Damit wird eine konkrete Gesamtbetrachtung aller für die Frage der Erkennbarkeit des Irrtums relevanten Umstände des Falles gefordert. Dabei ist die Bezeichnung der drei Kriterien vom EuGH erkennbar nicht abschließend (namentlich). Es dürfen auch andere Gesichtspunkte berücksichtigt werden. Auch der Inhalt der drei namentlich bezeichneten Kriterien liegt nicht fest und ist einer Interpretation zugänglich. Die vom EuGH genannten Kriterien sind insoweit zwar als Maßstäbe der Prüfung zu berücksichtigen, fraglos aber nicht als abschließende Bestimmung der Erkennbarkeitsvoraussetzungen. Wenn also hinsichtlich der Erfahrung des Wirtschaftsteilnehmers zu untersuchen ist, ob er gewerbsmäßig im wesentlichen im Einfuhr- und Ausfuhrgeschäft tätig ist und ob er bereits über eine gewisse Erfahrung imHandel mit den betreffenden Waren verfügt, insbesondere ob er in der Vergangenheit Geschäfte dieser Art durchgeführt hat, für die die Zölle richtig berechnet wurden (Abs. 21 des genannten EuGH-Urteils), so umschreibt dies lediglich die typischen Prüfungspunkte beim Kriterium Erfahrung als Merkmal der Erkennbarkeit, schließt aber erkennbar nicht aus, daß über diese allgemeine Erfahrung hinaus auch etwaige besondere Erfahrungen des Wirtschaftsteilnehmers gerade mit der speziellen Rechtsfrage, auf die es in concreto ankommt, berücksichtigt werden können. Schlösse man dies aus, liefe man vielmehr Gefahr, im Einzelfall dem Erfordernis der Gesamtbetrachtung aller Umstände des Falles nicht gerecht zu werden.

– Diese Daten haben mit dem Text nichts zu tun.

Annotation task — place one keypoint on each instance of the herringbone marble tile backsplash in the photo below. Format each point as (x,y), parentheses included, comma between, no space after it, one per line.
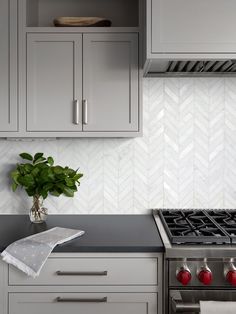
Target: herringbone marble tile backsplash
(186,157)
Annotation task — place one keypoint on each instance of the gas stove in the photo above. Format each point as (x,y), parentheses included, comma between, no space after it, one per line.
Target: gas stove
(200,226)
(200,256)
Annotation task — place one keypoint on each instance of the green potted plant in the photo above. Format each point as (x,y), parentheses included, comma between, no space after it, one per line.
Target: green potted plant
(39,177)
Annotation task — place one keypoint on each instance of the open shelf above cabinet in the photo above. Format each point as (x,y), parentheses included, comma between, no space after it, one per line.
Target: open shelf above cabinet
(122,13)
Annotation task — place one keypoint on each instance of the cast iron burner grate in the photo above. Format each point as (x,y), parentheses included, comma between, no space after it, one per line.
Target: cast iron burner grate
(227,221)
(197,226)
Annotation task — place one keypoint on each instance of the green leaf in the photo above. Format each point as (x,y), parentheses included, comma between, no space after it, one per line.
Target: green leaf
(28,168)
(26,156)
(58,169)
(39,160)
(69,182)
(30,192)
(78,176)
(50,161)
(37,156)
(35,172)
(44,193)
(55,193)
(27,180)
(48,186)
(68,192)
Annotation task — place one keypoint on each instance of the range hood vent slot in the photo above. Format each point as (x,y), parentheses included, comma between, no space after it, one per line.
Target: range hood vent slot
(192,68)
(202,66)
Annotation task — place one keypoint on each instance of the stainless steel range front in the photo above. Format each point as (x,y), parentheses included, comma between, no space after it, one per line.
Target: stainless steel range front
(200,257)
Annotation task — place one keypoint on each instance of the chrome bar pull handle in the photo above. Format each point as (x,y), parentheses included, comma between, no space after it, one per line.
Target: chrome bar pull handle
(81,300)
(76,112)
(85,111)
(183,307)
(81,273)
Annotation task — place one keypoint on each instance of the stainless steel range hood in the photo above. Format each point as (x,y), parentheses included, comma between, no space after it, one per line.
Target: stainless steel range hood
(186,68)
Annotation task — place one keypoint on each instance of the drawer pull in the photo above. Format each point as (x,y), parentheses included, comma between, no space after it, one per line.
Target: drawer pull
(85,111)
(82,273)
(76,112)
(81,300)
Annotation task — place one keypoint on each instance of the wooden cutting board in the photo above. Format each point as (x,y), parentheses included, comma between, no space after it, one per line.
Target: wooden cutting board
(67,21)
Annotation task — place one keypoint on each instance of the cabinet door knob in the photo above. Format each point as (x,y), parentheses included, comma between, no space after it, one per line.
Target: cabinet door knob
(76,112)
(85,111)
(82,300)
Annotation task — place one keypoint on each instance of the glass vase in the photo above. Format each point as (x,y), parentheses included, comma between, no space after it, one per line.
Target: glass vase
(38,213)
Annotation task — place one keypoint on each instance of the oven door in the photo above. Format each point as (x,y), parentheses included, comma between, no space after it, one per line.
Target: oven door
(187,301)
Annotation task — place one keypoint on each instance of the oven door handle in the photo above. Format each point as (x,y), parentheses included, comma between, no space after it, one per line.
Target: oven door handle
(182,307)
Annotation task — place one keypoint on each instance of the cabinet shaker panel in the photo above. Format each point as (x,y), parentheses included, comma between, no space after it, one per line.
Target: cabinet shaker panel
(89,303)
(54,82)
(8,66)
(110,82)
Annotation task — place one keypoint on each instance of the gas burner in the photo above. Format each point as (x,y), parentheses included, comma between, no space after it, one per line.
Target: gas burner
(227,220)
(199,226)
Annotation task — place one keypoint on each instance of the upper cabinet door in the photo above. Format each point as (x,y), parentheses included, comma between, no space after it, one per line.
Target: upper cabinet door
(110,83)
(192,26)
(8,66)
(54,82)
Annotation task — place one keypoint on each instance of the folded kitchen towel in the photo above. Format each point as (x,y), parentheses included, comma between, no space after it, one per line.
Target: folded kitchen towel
(30,254)
(217,307)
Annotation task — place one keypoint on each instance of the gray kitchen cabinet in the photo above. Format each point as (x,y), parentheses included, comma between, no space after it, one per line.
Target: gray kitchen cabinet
(54,82)
(111,82)
(89,303)
(103,283)
(8,66)
(203,26)
(104,99)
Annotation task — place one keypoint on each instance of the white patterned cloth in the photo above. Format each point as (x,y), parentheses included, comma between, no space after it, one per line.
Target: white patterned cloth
(217,307)
(31,253)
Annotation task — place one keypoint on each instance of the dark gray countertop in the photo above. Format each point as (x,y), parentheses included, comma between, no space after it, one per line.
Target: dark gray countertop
(103,233)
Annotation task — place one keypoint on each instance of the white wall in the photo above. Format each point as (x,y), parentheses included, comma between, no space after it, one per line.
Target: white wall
(186,158)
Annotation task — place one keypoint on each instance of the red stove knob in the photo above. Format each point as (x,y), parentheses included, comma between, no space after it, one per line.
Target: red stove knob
(231,277)
(205,276)
(183,275)
(230,272)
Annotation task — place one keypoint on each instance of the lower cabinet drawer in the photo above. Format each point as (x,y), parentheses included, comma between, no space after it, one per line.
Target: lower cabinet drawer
(74,303)
(91,271)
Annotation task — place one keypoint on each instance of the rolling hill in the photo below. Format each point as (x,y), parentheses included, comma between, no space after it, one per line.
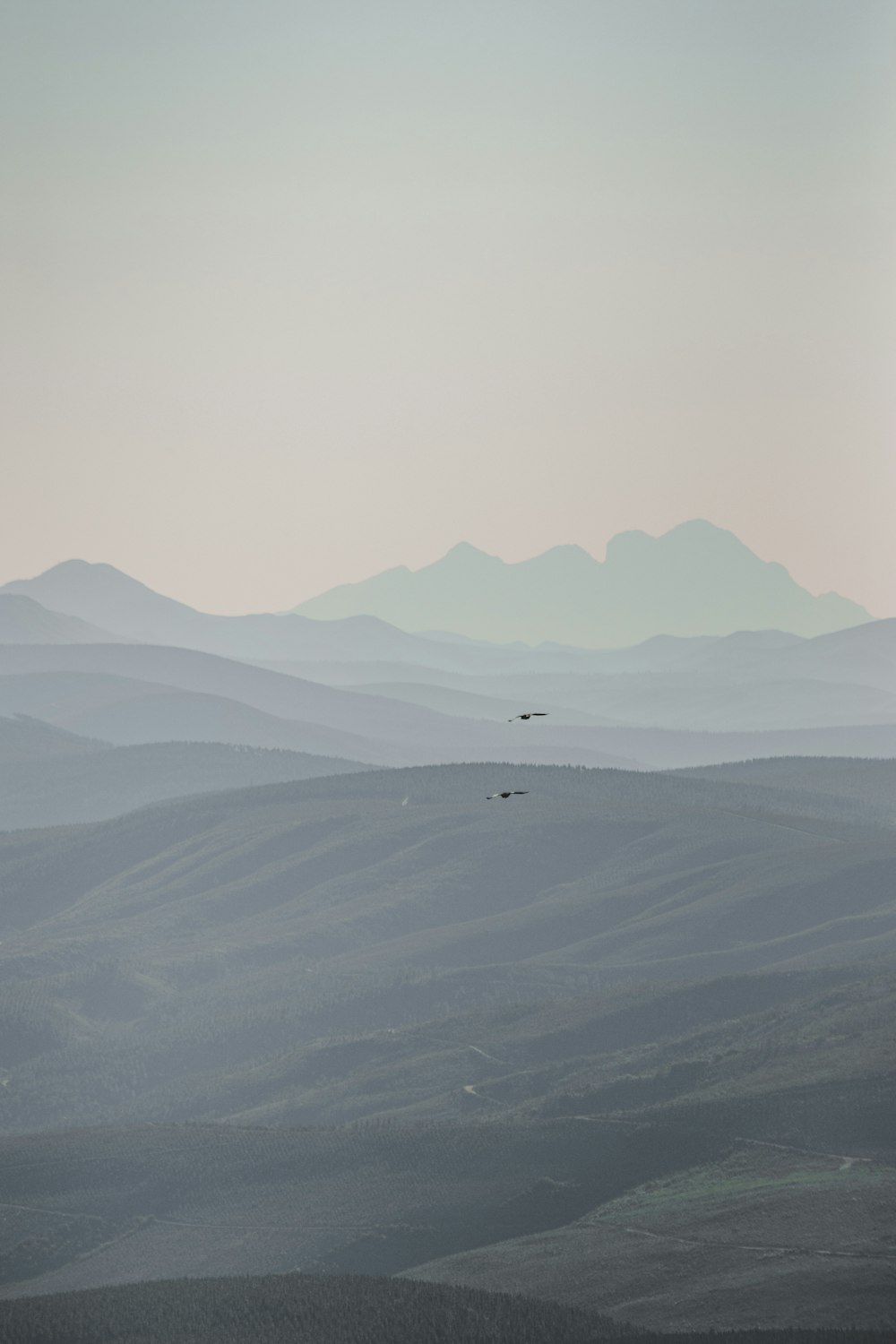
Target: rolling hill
(624,1042)
(50,777)
(183,961)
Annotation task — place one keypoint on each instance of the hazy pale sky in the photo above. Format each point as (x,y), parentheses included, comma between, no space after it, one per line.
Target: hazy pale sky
(295,292)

Die Berücksichtigung der aufgezeigten Gesichtspunkte im Einzelfall liegt im Bereich der dem FG übertragenen Anwendung (s. auch Abs. 23 des genannten EuGH-Urteils) bestehender Rechtsgrundsätze auf den konkreten zur Entscheidung stehenden Sachverhalt, der regelmäßig grundsätzliche Bedeutung nicht zukommen kann (Senat, Beschluß vom 17. September 1974 VII B 112/73, BFHE 113, 409, BStBl II 1975, 196; ständige Rechtsprechung). So ist es Aufgabe des FG zu entscheiden, ob die mangelnde Erfahrung des Wirtschaftsbeteiligten hinsichtlich der speziellen einschlägigen Rechtsfrage nach den gesamten Umständen des Einzelfalles stärker zu gewichten ist als dessen vorhandene allgemeine Erfahrung in Zollsachen und ihr ggf. sogar, wie es das FG im Streitfall für angebracht hielt, der Vorrang einzuräumen ist. Diese Beurteilung der Umstände des Falles durch das FG kann nicht mit einer Nichtzulassungsbeschwerde wegen grundsätzlicher Bedeutung angegriffen werden.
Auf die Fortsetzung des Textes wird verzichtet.